We went to Sri Lanka and organized a driver, which seemed a good option for safety factors. This was a 3 week organization and he was able to take us all around the island. We got to know him well. We found out that he had just been discharged from hospital after falling from a roof and breaking his back. We were amazed that every time he saw a shrine or church, no matter what the denomination, he stopped and prayed. After a few days we were pleased that he did, as he was one of the worst drivers we have ever seen. A one way street was a suggestion that he chose to ignore; railway crossings with gates coming down, no problem, just gun the motor and drive through. Pavements were his favourite. But we became very fond of him and he of us.We used to wonder why he sped up every afternoon about 2 o’clock, stop at a village and tell us to go and explore.

Curiosity got the better of us and we followed him. He went to a ‘turf accountant’.

He was betting on the horses in England and whether he won or lost depended upon how he drove for the rest of the day. But he looked after us. On a night in Kandy when we caught up with some Americans and decided to make a night of it, he hovered around like a mother hen. We were in trouble the next day, and felt like naughty kids whose parents were upset.

sri lanka feast

But he invited us to meet his family, and we had an enormous feast laid on for us.

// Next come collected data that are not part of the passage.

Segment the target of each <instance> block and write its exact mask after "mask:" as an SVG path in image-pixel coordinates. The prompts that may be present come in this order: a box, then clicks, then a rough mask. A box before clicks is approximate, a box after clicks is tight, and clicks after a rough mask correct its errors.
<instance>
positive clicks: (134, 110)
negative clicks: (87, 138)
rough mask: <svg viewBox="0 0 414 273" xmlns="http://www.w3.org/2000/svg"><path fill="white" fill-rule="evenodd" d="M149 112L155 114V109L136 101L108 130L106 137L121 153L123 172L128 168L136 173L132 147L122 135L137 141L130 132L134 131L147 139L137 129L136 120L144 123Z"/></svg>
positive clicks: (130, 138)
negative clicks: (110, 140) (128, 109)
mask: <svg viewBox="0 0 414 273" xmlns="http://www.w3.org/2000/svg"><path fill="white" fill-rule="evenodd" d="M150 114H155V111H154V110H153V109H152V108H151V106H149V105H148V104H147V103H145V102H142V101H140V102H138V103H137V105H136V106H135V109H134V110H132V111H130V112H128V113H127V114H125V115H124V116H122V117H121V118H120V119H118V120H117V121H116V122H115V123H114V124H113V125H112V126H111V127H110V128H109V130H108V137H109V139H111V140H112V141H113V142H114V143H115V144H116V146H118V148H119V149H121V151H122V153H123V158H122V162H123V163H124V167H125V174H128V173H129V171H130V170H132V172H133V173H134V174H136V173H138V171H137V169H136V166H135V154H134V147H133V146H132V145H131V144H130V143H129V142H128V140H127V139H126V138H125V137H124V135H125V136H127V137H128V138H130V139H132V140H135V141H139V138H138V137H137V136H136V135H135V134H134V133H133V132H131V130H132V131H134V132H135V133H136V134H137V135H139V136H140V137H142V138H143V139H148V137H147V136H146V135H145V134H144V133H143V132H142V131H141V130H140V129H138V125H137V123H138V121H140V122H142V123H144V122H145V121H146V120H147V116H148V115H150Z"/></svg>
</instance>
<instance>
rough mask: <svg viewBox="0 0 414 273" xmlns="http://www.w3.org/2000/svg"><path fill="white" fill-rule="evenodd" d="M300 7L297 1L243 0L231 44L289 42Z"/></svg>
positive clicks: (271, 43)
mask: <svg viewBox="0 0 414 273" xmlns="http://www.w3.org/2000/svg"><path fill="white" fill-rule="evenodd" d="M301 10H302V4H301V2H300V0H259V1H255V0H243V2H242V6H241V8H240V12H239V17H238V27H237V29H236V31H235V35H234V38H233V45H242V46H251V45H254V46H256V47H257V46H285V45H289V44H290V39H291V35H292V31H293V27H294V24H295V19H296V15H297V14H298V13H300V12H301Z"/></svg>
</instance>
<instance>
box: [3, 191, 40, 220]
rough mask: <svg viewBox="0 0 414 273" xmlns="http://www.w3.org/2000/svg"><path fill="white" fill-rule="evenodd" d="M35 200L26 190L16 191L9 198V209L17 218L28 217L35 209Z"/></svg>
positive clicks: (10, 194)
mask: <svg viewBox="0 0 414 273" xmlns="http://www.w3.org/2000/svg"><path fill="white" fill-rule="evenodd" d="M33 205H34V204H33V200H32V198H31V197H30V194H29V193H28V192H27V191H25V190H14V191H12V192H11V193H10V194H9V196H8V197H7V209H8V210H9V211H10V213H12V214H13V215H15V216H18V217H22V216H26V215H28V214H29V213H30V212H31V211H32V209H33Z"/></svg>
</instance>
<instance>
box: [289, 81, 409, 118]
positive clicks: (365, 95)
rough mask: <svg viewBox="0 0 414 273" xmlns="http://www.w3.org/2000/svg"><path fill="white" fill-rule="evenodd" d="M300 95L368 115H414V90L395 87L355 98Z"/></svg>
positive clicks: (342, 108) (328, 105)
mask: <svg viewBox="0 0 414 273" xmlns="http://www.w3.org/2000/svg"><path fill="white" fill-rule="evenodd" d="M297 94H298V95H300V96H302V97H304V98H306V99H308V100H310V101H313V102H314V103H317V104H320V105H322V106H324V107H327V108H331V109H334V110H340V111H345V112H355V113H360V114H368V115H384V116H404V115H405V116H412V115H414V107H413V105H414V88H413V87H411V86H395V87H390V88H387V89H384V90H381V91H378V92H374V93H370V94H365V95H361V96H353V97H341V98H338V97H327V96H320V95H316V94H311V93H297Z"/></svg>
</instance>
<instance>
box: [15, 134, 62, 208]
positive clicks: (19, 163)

What really rattled us was the table was laden and he asked us to sit and enjoy, and then he and his family went and sat in the kitchen to eat. We felt awful but that is the way it was done.

noor, lien and paula in Zandvoort

Making Contact with Local People –Zandvoort, The Netherlands

Our trip to the Netherlands was made all the more interesting as we had met some lovely Dutch men in Nozawa Onsen who we got on very well with. When we emailed asking if they would like to meet for lunch in Amsterdam, we were straight away “told” that we would be staying with them.

Gordon claims that I interrogate people, but he is pretty good too.

We found out so much about the people of the Netherlands and what to do, not do, eat, drink as well as comparative discussions of everything from road rules to voting to what we could and couldn’t do in Australia in comparison to the Netherlands (seemingly a lot).

castle in ghent

Making Contact with Local People – Ghent, Belgium

In Ghent we stayed at a B&B and made really good friends with Myriame the owner. She was so informative on not just what to see and do, but had an opinion on everything from ‘happy’ chickens (free range) to Belgium royalty (not impressed) to other parts of Belgium that don’t really exist, since Ghent is the epicenter of the universe.

Making Contact with Local People – Icheon, Korea

When I was teaching, I was the organizer for Korean groups coming to Australia and over the years became friends with one particular teacher. So when we go to South Korea, and we will, we will be catching up with her to learn more about not only her hometown Icheon, but also more about the habits and lifestyles of the people. One possible slight concern is that she is a full on practicing Catholic nun. Oh well, this should be interesting. She liked me as she found me, and vice versa, so it should be fun.


So wherever possible, making contact with local people will improve your trip. Find out how they do their laundry, what their hours of work are, what is a typical day in their life like, how they celebrate Christmas or other occasions. I think that this is what makes a true traveller, a cross cultural and empathetic understanding.